Bob Holland [email@example.com] e-wrote on Cluetrain :
"In a recent post to control.com I said: "The only reason to bitch and complain about something is to seek
consolation. That consolation is obtained by soliciting a negative response
from others to justify your own negative feelings. That action drags down
the demeanor of others, is negative behavior, and is unacceptable at the
water cooler, meetings, or anywhere else people gather for discussions."

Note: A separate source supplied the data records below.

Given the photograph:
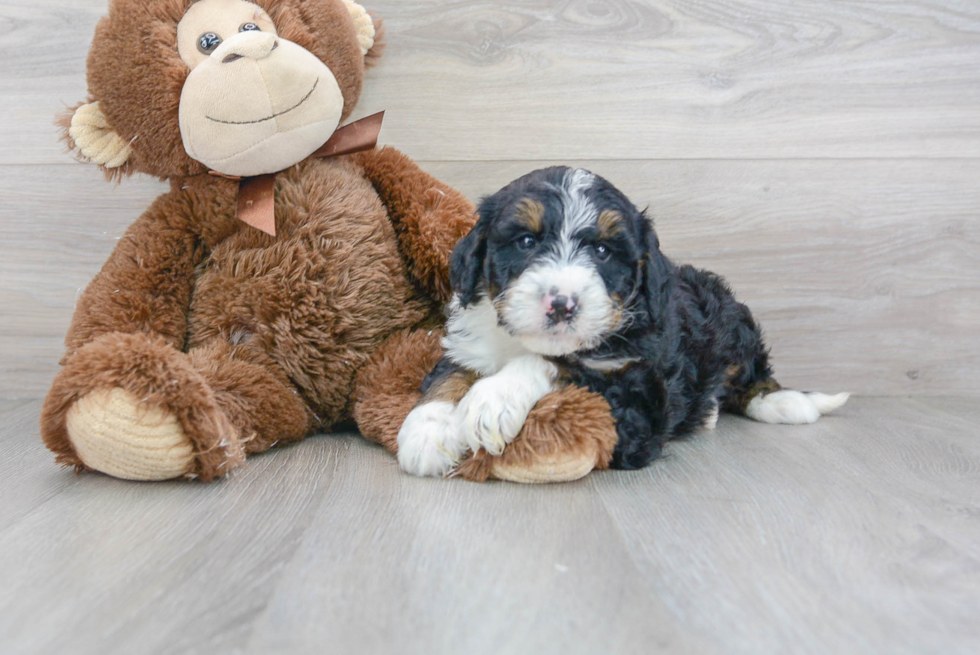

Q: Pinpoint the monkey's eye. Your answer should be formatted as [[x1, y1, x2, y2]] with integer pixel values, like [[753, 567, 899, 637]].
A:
[[517, 234, 538, 250], [197, 32, 221, 55]]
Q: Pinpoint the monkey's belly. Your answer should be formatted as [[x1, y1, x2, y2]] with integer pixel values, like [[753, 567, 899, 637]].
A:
[[188, 165, 433, 423]]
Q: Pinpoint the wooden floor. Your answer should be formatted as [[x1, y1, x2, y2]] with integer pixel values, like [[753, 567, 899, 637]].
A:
[[0, 398, 980, 655]]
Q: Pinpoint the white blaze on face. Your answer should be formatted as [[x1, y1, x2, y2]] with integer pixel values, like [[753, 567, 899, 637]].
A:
[[495, 169, 617, 356], [177, 0, 344, 177]]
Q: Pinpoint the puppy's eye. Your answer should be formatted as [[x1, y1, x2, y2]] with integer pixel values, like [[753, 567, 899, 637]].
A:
[[197, 32, 221, 55], [517, 234, 538, 250]]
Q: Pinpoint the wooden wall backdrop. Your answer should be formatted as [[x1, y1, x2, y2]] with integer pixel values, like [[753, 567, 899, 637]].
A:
[[0, 0, 980, 397]]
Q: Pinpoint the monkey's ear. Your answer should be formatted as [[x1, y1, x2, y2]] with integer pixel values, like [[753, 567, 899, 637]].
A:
[[344, 0, 385, 66], [60, 102, 133, 173]]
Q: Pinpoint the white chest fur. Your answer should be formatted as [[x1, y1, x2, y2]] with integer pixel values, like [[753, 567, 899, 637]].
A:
[[442, 297, 532, 376]]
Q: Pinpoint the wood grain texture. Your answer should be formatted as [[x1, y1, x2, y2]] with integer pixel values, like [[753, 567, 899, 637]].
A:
[[0, 399, 980, 655], [0, 0, 980, 164], [0, 160, 980, 397]]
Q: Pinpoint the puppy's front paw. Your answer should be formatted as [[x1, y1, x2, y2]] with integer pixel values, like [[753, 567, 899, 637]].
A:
[[398, 402, 467, 477], [456, 377, 538, 455]]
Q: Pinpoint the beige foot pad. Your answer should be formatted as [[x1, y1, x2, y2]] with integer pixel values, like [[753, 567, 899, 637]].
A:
[[490, 455, 596, 484], [67, 389, 194, 480]]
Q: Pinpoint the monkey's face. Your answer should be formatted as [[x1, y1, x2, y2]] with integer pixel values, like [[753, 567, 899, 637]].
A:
[[177, 0, 344, 177], [63, 0, 383, 178]]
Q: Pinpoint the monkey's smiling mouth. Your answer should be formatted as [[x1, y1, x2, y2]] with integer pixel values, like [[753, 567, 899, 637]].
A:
[[205, 77, 320, 125]]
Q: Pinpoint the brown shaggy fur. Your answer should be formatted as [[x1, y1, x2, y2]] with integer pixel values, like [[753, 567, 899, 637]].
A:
[[41, 0, 615, 480]]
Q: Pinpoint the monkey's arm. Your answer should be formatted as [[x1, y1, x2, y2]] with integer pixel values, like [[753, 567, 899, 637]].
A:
[[354, 147, 476, 302], [64, 193, 207, 361]]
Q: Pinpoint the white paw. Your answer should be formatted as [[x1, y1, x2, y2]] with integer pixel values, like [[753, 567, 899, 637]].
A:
[[398, 402, 467, 477], [456, 376, 540, 455], [745, 389, 850, 425]]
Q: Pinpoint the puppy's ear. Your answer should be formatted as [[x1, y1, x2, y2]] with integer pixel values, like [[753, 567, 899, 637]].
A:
[[640, 212, 674, 328], [449, 196, 497, 307]]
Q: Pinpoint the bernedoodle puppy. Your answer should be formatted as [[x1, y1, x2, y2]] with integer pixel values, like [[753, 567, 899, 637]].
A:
[[398, 167, 848, 476]]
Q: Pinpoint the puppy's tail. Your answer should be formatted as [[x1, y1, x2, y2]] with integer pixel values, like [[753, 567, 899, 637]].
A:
[[742, 380, 851, 425]]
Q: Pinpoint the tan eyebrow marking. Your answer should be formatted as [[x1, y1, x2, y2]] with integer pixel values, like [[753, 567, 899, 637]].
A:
[[515, 198, 544, 234], [596, 209, 623, 239]]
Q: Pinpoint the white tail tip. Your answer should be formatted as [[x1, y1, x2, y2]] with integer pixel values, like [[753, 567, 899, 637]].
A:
[[745, 389, 851, 425]]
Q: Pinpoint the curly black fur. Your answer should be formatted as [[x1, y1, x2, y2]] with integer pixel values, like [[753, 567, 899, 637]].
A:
[[448, 167, 779, 469]]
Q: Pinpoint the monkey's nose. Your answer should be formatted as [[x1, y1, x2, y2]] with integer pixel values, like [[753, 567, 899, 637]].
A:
[[211, 32, 279, 64]]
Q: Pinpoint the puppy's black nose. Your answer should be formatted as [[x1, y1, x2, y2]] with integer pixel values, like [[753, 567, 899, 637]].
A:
[[548, 296, 576, 322]]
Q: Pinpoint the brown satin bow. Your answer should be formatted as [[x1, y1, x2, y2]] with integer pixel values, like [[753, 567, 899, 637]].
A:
[[209, 111, 385, 236]]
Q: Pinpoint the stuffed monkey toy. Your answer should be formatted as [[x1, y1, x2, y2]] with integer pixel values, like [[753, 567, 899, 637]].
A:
[[41, 0, 616, 482]]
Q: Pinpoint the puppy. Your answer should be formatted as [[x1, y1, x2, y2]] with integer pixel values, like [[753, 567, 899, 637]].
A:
[[398, 167, 848, 476]]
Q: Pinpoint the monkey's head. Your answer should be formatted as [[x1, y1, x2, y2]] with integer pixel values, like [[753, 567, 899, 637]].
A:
[[65, 0, 383, 178]]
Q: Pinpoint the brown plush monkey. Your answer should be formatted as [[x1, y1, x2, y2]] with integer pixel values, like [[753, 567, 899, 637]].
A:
[[41, 0, 615, 482]]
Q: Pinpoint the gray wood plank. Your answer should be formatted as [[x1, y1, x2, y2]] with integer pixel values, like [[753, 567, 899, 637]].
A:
[[0, 398, 980, 654], [598, 399, 980, 654], [0, 160, 980, 397], [0, 0, 980, 163]]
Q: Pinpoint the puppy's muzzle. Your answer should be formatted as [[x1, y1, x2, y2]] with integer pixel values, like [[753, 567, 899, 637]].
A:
[[544, 290, 578, 324]]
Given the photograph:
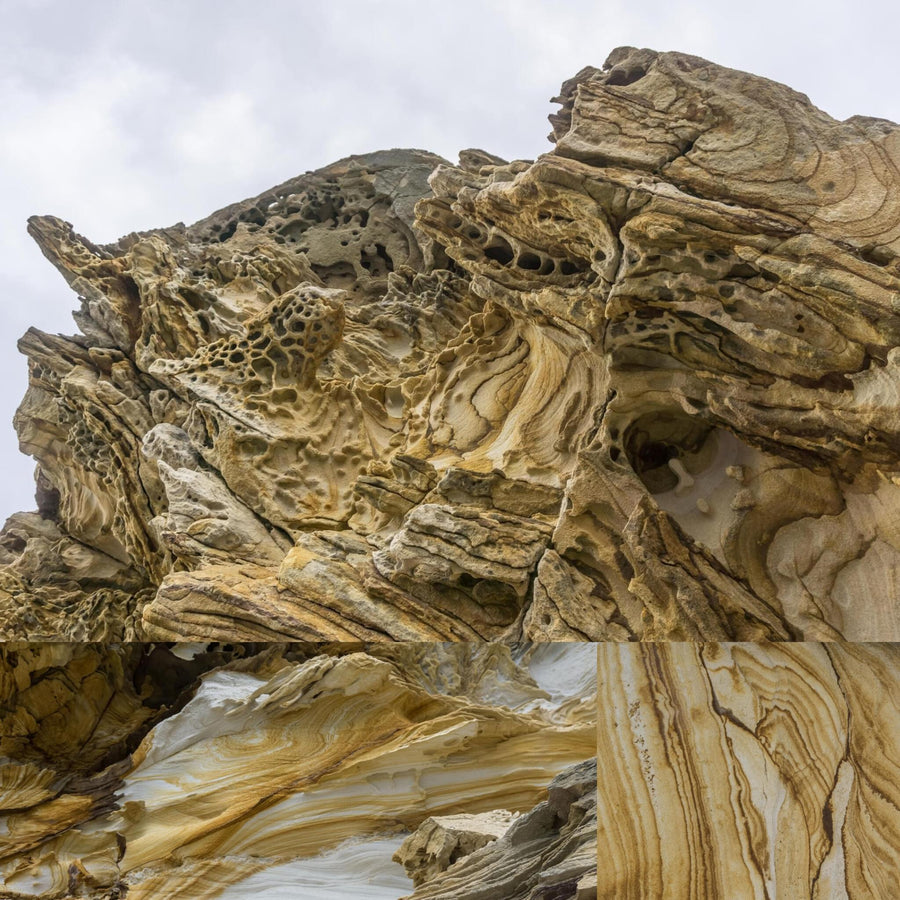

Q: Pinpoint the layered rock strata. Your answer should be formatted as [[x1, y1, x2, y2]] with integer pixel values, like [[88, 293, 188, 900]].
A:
[[0, 48, 900, 641], [0, 643, 596, 900], [597, 643, 900, 900]]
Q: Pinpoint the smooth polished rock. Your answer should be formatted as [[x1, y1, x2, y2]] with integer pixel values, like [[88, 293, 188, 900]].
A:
[[0, 642, 596, 900]]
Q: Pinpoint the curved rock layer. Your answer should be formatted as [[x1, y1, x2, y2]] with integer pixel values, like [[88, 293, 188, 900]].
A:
[[597, 643, 900, 900], [0, 48, 900, 641], [0, 643, 596, 900]]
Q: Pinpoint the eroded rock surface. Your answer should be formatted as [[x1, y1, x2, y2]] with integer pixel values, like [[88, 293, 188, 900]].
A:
[[400, 760, 598, 900], [597, 643, 900, 900], [0, 48, 900, 641], [0, 643, 596, 900]]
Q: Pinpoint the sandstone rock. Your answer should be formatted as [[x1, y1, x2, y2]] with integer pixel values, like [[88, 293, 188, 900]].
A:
[[394, 809, 515, 886], [401, 760, 596, 900], [0, 642, 596, 900], [597, 643, 900, 900], [0, 48, 900, 641]]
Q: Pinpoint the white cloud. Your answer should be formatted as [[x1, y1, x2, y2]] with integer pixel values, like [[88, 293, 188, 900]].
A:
[[0, 0, 900, 520]]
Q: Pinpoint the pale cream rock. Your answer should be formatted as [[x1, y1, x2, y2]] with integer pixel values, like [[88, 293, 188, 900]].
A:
[[0, 642, 596, 900], [597, 643, 900, 900], [0, 47, 900, 641]]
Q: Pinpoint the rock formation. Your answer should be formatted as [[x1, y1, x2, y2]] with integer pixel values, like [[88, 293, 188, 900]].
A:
[[0, 643, 596, 900], [0, 48, 900, 641], [597, 643, 900, 900]]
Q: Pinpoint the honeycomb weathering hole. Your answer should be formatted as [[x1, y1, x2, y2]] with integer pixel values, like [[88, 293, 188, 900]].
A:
[[624, 412, 718, 494]]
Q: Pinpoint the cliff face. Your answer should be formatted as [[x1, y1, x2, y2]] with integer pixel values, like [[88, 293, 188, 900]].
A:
[[597, 643, 900, 900], [0, 48, 900, 641], [0, 644, 596, 900]]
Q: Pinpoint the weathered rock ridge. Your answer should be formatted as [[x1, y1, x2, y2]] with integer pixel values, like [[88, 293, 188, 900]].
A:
[[0, 643, 596, 900], [597, 642, 900, 900], [0, 48, 900, 641]]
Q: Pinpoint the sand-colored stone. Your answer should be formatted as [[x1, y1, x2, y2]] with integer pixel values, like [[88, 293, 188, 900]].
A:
[[0, 48, 900, 641], [0, 643, 596, 900], [597, 643, 900, 900]]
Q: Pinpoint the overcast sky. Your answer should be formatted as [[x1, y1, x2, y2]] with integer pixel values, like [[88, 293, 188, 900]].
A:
[[0, 0, 900, 522]]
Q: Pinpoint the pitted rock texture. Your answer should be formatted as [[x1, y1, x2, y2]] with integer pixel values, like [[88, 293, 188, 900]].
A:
[[597, 642, 900, 900], [0, 642, 596, 900], [0, 48, 900, 641]]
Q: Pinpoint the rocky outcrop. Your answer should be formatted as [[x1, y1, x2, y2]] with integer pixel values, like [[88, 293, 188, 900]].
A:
[[0, 643, 596, 900], [597, 643, 900, 900], [399, 760, 596, 900], [0, 48, 900, 641]]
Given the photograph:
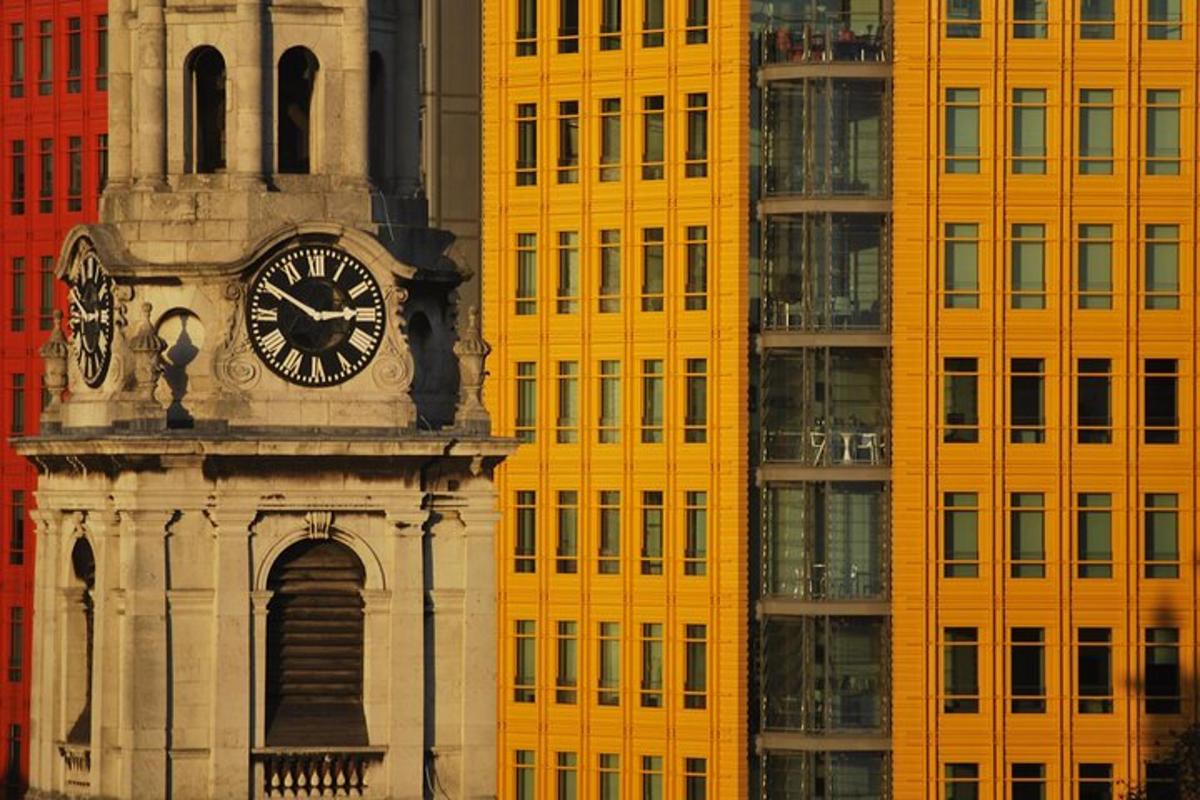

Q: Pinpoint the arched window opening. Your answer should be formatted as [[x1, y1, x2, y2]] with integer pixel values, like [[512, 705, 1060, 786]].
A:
[[278, 47, 320, 175], [367, 50, 390, 188], [66, 537, 96, 745], [186, 46, 226, 174], [266, 540, 367, 747]]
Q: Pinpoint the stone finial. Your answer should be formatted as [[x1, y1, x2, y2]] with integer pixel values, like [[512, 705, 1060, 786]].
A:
[[37, 309, 71, 422], [454, 306, 492, 434]]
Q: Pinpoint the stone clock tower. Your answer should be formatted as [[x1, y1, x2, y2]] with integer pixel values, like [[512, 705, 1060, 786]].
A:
[[17, 0, 511, 799]]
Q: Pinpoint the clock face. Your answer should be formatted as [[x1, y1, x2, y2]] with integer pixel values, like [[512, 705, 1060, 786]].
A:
[[67, 251, 114, 389], [246, 245, 385, 386]]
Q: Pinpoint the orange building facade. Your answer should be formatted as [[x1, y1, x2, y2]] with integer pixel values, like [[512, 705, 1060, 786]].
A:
[[892, 0, 1200, 799]]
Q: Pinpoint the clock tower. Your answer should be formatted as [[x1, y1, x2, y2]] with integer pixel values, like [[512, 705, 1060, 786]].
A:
[[16, 0, 512, 799]]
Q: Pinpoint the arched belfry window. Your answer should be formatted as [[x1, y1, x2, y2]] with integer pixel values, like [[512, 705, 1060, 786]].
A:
[[277, 47, 320, 175], [266, 540, 367, 747], [66, 537, 96, 745], [185, 46, 226, 173]]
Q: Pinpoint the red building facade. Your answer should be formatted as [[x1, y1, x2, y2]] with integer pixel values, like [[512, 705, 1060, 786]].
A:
[[0, 0, 108, 795]]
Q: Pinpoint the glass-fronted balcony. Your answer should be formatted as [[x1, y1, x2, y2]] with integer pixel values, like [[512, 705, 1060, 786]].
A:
[[762, 78, 888, 197], [762, 752, 892, 800], [762, 213, 889, 331], [757, 0, 892, 64], [762, 482, 887, 600], [761, 348, 889, 467], [761, 616, 888, 734]]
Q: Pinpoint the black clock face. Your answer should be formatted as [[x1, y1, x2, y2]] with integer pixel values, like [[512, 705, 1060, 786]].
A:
[[246, 245, 385, 386], [67, 252, 114, 389]]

"In short these people that are sending you the "real-inside-story" are
attempting to make themselves feel better by poisoning the rest of the
"I assert that the truth this sort of behavior reveals is that companies
are not helping their people communicate effectively, and allowing a
festering mess to grow unchecked in their own house. If these people find
that nobody in their hierarchy is listening, then they need to speak up
rather than mutter in shadows. Easier said than done, I know, and
altogether necessary for corporate and personal survival."
"I bought Cluetrain last week and was very disappointed. Sure, something is
happening to us. Buckminster Fuller, Marshall McLuhan, Yeats, et. al.
convinced me of that in the '60s. And the thing that's happening is
complex, confusing and beyond our control - a global culture shift. So, a
group of authors gets together, presents some pretty generally accepted
ideas as a "manifesto" and spends a lot of time ranting and raving about
things about which they have only a shallow, adolescent perspective. They
repeatedly refer, for instance, to advertising is some sort of evil lie
that will soon go away. Advertising is simply information transfer. It
makes commerce possible. It has always been a part of human life. So is
commerce disappearing too? Cluetrain is what is going away, in a year we
won't even remember it."
Hey, I get regular lots of regular e-feedback that continues to motivate me to do what I'm doing:
"Thanks for publishing the JimPinto newsletter. It's the only news letter I
read. It's good to get the straight story from someone not afraid of
offending a potential sponsor. I especially liked your report of Honeywell/
GE and Allen Yurko. I ordered the Cluetrain Manifesto book but have not got
it yet. Keep up the good work. We're out here and were listening."